A called home equity loan can quickly become a financial nightmare for borrowers who fail to repay the balance. Avoid this outcome by understanding lenders’ rights, taking preventive measures, negotiating effectively, and knowing your legal protections. With prudent planning, you can benefit from your home equity without the risk of a devastating call.

Frequently Asked Questions(FAQ)

Are home equity loans callable?

Home equity loans are callable, meaning that the lender has the right to demand the full repayment of the loan at any time. This is especially true if the home’s value decreases, as the lender may call the loan due to the decreased collateral value. Homeowners should be aware of this risk when taking out a home equity loan and should plan their finances accordingly.
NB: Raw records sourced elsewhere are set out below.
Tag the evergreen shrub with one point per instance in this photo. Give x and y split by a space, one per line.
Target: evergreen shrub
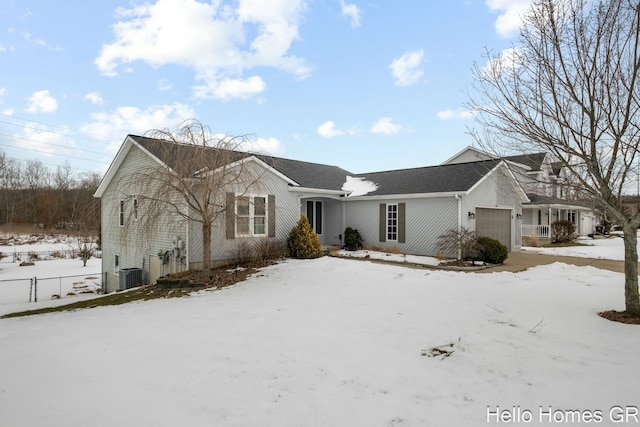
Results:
303 241
352 239
491 251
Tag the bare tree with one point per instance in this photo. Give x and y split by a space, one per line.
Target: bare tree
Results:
193 182
571 88
460 241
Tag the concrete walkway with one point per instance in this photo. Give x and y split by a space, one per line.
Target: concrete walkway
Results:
519 261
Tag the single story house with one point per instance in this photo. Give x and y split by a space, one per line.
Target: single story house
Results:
405 210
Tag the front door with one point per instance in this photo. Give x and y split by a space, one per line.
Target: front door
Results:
314 214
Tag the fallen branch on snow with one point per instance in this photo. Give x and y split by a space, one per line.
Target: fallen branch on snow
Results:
441 351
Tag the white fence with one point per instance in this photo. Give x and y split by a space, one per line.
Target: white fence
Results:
536 230
36 289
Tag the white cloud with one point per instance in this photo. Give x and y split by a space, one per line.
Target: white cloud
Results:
509 21
264 145
218 41
133 120
359 186
352 12
164 85
508 59
459 113
231 88
42 102
386 126
94 98
407 69
328 130
49 143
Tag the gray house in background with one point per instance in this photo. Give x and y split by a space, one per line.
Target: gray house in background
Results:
404 210
546 186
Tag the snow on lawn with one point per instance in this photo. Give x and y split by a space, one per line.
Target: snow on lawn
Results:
610 248
63 278
331 342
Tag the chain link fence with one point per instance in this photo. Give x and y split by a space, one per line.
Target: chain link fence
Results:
34 289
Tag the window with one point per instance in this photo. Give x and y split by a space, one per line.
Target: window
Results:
243 213
314 215
251 213
259 215
121 214
392 223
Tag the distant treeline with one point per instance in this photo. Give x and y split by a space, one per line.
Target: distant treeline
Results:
32 194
What is the major disadvantage of a home equity loan?

A home equity loan can be a useful tool for financing large projects or consolidating debt, but it is important to consider the potential risks. One of the major disadvantages of a home equity loan is that it puts your home at risk of foreclosure if you are unable to make payments. Additionally, the interest rate on a home equity loan is typically higher than a traditional mortgage loan, resulting in higher overall costs.

Does a home equity loan have to be in both names?

A home equity loan does not necessarily have to be in both names. Married couples can choose to have the loan in one spouse’s name only, or in both names. Generally, the loan will require that both spouses sign the loan documents, even if the loan is only in one spouse’s name. However, the loan will only be in the name of the individual whose name is on the loan documents.

How much would a $50000 home equity loan cost per month?

A $50000 home equity loan from US Bank typically requires monthly payments of principal and interest. The exact cost per month depends on the loan amount, loan term, and interest rate. The current US Bank home equity loan rates range from 4.25% to 8.49% APR, with loan terms from 5 to 30 years.